Les abris de la protection civile suscitent de l’indignation aujourd’hui comme dans le passé

« Les abris de protection civile ont accueilli les personnes qui fuyaient la guerre des Balkans sans que cela ne suscite d’indignation de la part de qui que ce soit. »
Mauro Poggia, sur le plateau de l’émission Infrarouge (RTS), le 23 juin 2015

Pourtant, les archives du Centre social protestant de Genève racontent une autre histoire, dévoilée par ce décryptage.

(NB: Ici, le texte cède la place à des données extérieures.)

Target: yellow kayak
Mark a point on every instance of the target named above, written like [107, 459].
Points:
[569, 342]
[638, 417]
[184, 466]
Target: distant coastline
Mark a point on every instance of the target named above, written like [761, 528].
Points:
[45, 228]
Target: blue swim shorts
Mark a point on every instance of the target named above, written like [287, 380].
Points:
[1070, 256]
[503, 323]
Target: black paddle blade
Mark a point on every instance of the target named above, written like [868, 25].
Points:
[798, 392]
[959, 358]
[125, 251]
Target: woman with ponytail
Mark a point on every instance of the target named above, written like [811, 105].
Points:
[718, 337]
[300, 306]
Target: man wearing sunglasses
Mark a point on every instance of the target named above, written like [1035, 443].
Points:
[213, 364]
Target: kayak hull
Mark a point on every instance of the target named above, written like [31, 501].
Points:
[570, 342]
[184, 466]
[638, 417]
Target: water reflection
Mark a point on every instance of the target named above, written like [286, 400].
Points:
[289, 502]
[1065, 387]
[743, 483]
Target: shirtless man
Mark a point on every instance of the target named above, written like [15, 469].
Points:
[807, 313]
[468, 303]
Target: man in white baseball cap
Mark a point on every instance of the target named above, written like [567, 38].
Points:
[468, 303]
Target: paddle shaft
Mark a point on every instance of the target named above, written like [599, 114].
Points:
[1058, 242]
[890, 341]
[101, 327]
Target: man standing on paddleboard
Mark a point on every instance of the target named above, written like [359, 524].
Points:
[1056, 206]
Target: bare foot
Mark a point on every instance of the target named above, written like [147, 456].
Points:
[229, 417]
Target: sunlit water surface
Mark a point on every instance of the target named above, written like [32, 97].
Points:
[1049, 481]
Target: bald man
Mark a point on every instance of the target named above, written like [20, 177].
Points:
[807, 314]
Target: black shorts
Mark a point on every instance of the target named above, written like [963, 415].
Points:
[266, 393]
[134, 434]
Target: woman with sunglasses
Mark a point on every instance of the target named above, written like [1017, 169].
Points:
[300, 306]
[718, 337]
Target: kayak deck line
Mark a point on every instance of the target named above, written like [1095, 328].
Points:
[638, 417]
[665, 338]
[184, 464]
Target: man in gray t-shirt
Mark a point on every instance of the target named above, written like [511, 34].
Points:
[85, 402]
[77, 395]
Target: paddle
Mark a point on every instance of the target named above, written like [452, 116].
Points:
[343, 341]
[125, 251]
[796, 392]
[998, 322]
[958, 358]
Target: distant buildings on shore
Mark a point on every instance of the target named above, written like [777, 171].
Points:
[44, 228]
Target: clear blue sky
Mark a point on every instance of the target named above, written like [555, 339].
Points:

En ce qui concerne l’année 1999, les recherches dans les archives sont sans appel: les abris de protection civile (PC) utilisés pour accueillir les demandeurs d’asile ont suscité l’indignation de la société civile, mais aussi de l’Hospice général, et apparemment même… du Conseil d’État. Celui-ci avait alors réussi en quelques mois à fermer treize abris de protection civile où avaient logé jusqu’à 700 demandeurs d’asile.

Pression augmente

Retour sur la situation à la fin des années 1990

Dans le domaine de l’asile, on croit en permanence être face à une situation nouvelle, à un afflux sans précédent, à une arrivée soudaine et massive de migrants. Cette vision a-historique est pratique, parce qu’elle permet aux autorités de justifier certaines impréparations, et aux acteurs hostiles aux réfugiés de donner l’impression que cette fois, vraiment, il y en a trop.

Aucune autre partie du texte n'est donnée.